By Benjamin Gamson, Co-Editor-in-Chief

This year for the first time in Shalhevet history in any sport, the Firehawks’ girls basketball team won the California Interscholastic Federation’s state championship in Division 4.

They defeated San Domenico High School of San Anselmo 50-46 on March 10, in a game played in the NBA Golden 1 Center arena in Sacramento, home of the Sacramento Kings.

San Domenico had defeated Shalhevet in the same contest a year ago in the same arena in Division 5.

Shalhevet Head Boys and Girls Basketball Coach Ryan Coleman began coaching Shalhevet’s girl varsity basketball team in the fall of 2019.

Coach Coleman reflected on the victory, this year’s team, and the recognition they have received in a phone interview with Sports Editor and Co-Editor-in-Chief Benjamin Gamson on April 18. The interview has been lightly edited for length and clarity.


BP: What was different about this team this year that allowed them to be able to pull off the statewide victory?

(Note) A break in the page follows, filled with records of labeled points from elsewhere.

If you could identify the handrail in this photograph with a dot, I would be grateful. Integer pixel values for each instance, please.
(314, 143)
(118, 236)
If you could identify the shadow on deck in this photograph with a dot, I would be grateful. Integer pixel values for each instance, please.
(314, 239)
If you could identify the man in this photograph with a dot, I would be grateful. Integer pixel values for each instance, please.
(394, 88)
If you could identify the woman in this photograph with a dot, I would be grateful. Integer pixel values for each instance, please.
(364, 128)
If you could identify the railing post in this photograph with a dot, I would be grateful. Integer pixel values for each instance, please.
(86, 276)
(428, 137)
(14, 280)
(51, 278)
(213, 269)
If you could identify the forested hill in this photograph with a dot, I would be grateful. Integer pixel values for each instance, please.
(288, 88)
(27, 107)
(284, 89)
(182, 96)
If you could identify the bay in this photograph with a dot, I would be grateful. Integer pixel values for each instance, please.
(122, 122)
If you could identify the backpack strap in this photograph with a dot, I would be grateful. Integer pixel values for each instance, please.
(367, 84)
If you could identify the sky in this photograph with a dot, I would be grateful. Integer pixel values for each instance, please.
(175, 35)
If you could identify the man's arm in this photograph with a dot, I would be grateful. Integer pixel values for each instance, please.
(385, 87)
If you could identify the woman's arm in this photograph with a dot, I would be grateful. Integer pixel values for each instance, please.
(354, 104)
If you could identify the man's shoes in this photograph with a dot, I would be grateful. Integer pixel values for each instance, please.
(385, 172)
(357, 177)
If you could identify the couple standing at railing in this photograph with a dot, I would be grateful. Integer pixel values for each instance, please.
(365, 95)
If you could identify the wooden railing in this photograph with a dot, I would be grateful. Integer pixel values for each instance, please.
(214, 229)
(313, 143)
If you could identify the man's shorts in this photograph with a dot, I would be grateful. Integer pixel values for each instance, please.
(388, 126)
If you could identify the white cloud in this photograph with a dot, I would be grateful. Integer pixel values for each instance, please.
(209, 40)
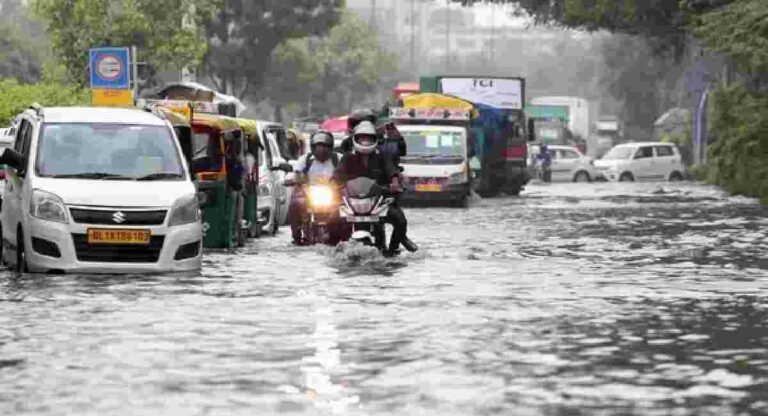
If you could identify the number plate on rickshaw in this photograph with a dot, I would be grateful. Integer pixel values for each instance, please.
(118, 236)
(429, 187)
(367, 218)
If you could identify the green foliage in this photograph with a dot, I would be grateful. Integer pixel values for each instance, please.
(15, 97)
(242, 33)
(335, 71)
(737, 160)
(157, 28)
(739, 30)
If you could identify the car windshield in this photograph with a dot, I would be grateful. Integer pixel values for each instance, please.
(619, 153)
(108, 151)
(434, 143)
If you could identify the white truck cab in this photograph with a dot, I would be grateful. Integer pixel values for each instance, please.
(436, 165)
(98, 190)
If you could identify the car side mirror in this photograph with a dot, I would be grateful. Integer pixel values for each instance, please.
(285, 167)
(531, 130)
(14, 159)
(202, 199)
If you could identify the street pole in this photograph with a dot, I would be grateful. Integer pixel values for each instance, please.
(413, 35)
(447, 34)
(135, 70)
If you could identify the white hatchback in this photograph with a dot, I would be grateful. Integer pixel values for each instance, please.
(642, 161)
(568, 164)
(99, 190)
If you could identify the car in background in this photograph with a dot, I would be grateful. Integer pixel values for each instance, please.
(642, 161)
(6, 140)
(273, 196)
(568, 164)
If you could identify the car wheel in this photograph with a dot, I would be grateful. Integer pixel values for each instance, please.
(21, 253)
(582, 176)
(626, 177)
(676, 177)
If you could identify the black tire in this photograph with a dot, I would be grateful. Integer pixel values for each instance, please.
(21, 254)
(676, 177)
(582, 176)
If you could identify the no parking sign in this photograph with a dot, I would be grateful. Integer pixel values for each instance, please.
(109, 68)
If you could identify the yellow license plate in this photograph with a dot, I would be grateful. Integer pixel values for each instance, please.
(429, 187)
(117, 236)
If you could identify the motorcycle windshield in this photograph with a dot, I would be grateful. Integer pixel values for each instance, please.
(362, 187)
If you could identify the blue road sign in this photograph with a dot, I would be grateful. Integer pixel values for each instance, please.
(110, 68)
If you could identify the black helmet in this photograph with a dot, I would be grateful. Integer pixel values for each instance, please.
(321, 137)
(361, 114)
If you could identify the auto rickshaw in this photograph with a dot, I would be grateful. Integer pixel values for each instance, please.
(252, 146)
(218, 160)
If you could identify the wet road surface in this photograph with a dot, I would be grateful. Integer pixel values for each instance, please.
(572, 299)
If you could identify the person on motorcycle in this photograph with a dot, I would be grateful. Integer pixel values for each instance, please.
(317, 166)
(366, 161)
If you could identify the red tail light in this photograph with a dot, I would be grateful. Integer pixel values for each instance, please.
(515, 152)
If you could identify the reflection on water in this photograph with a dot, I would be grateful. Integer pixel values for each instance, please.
(571, 299)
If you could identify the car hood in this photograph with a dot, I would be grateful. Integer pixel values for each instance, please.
(600, 163)
(129, 194)
(432, 170)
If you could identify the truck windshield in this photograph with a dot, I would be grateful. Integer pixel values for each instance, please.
(619, 153)
(108, 151)
(435, 143)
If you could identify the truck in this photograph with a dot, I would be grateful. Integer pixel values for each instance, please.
(436, 130)
(498, 134)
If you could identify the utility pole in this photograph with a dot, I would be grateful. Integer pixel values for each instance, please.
(413, 35)
(447, 34)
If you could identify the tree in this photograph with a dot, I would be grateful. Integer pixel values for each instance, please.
(334, 72)
(242, 35)
(160, 29)
(23, 47)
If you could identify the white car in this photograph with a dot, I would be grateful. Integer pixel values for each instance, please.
(6, 140)
(568, 163)
(99, 190)
(642, 161)
(273, 197)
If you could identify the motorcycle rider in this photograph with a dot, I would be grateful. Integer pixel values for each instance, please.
(390, 144)
(315, 167)
(366, 161)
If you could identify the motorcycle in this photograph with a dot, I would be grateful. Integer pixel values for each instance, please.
(320, 209)
(364, 208)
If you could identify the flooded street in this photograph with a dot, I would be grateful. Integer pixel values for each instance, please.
(572, 299)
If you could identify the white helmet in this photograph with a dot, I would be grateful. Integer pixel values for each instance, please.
(365, 128)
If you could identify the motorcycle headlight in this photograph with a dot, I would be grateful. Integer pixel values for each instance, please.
(361, 206)
(47, 206)
(457, 178)
(320, 196)
(264, 190)
(185, 210)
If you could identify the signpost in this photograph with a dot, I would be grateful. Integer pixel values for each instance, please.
(110, 76)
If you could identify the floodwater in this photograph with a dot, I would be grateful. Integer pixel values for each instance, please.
(648, 299)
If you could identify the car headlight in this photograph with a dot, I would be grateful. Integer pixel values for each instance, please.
(47, 206)
(264, 190)
(457, 178)
(185, 210)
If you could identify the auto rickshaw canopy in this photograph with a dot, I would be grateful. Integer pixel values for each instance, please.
(433, 100)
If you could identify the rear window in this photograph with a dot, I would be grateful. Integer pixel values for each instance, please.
(664, 151)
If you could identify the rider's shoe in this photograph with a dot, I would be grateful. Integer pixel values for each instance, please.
(409, 245)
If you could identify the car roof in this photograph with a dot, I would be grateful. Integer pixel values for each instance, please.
(636, 144)
(101, 115)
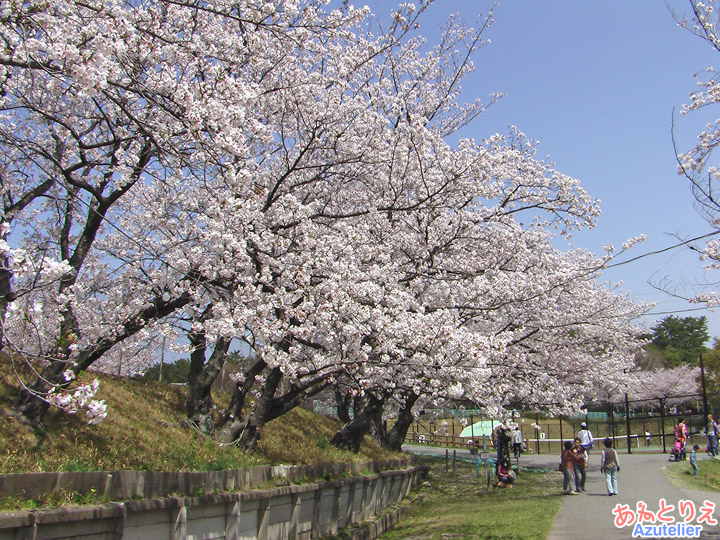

Ryan Coleman: I think a lot of it has to do with the group of juniors, current juniors, just that incoming class three years ago, when they first came. They’re more dedicated to basketball, and have put more time in than any other girls class, certainly, probably as much as any boys class of players that I’ve had since I’ve coached at Shalhevet. So a lot of it has to do with just the extra time that they put in.


BP: The game itself against San Domenico was close throughout, and the Firehawks won by four points at the end. How was the team able to beat San Domenico?

RC: If you look at the stats from the game, which are mind-boggling, we really had no business winning.  They took more than twice as many field goal attempts as we did. And we turned the ball over at a very alarming rate. But our defensive execution of what our game plan was was pretty much flawless. And just the attention to detail that our game plan had was pretty meticulous. And then the girls really did exactly what we asked them to do. And fortunately, it worked out. So you know, I think it was — although like I said, the stats were definitely not in our favor — I think that the way that we executed in particular on defense was the difference in the end.


BP: What changed between this year and last year in terms of Shalhevet versus San Domenico? 

RC: If you just want a two-word answer, I’d say Yalee Schwartz. I think last year, it was kind of the opposite of what I was just saying. Last year, we had a game plan. Although I take a lot of the blame for last year’s loss — I don’t feel like I had scouted as well as I probably needed to. And this year, the familiarity with what they like to do and their personnel, I think allowed us to be a little bit more detailed in what our game plan was. So I think a lot of it had to do with the fact that we were familiar with this group. They brought pretty much everybody back from their team. And so did we. And so we were able to make adjustments and see what did and what did not work in the previous year.


BP: What does this mean for you personally? Where does this figure into the arc of your work as a high school basketball coach?

RC: Definitely the pinnacle of anything that I’ve done as a coach in high school or youth or club or anything. There’s no higher achievement that you can accomplish as a coach — although, you know, I would love to win the CIF sectional championship someday, which is also a huge goal of ours. This is definitely number one. My daughter even jokes that I removed the picture of my kids from my phone, and now there’s a picture of the trophy, because I told her, you know, I used to think that my kids were my biggest accomplishment and now I’ve done something bigger and better.
BP: The team has received a lot of recognition. Can you talk about some of the recognition the team has received?

RC: We did this CBS KCAL interview and got to go to City Hall, which was an amazing experience. And then I’ve spoken with the LA Sparks recently who reached out, who we’re going to organize, like a night to go to a Sparks game and possibly a practice and they want to throw our team up on the scoreboard during a game. So that’ll be really neat. And all the articles from newspapers and different social media outlets have been great. And then I don’t know, if you want me to get into like all the individual awards, but we’ve had a ton come in particular for Yalee.


BP: Which of these is one of them most meaningful to you in terms of the awards and recognition?

RC: Recognition wise, I would say the Daily News recognized a couple of members of the team and myself as award winners in the area, not only for our division, but for all divisions, which I was kind of shocked about, and received a ton of congratulations from my peers. And I’m sure Yalee had the same for her award that she won. So I think that was pretty neat. And then also, Yalee was recognized as a John Wooden award winner, and anybody that knows the history of basketball knows how special that is. Anything that has the name John Wooden on it is a pretty neat award to receive.


BP: Is there anything else you would like to say about the girls?

RC: Our fan base, and the school and the administration in particular, and how they handle all these things that are super last-minute when it gets to the state playoffs, because it’s really, it’s a sprint, and there’s not a lot of turnaround time. But our fans, our administration, and the whole community support has been amazing, and we certainly could not have done it without everybody.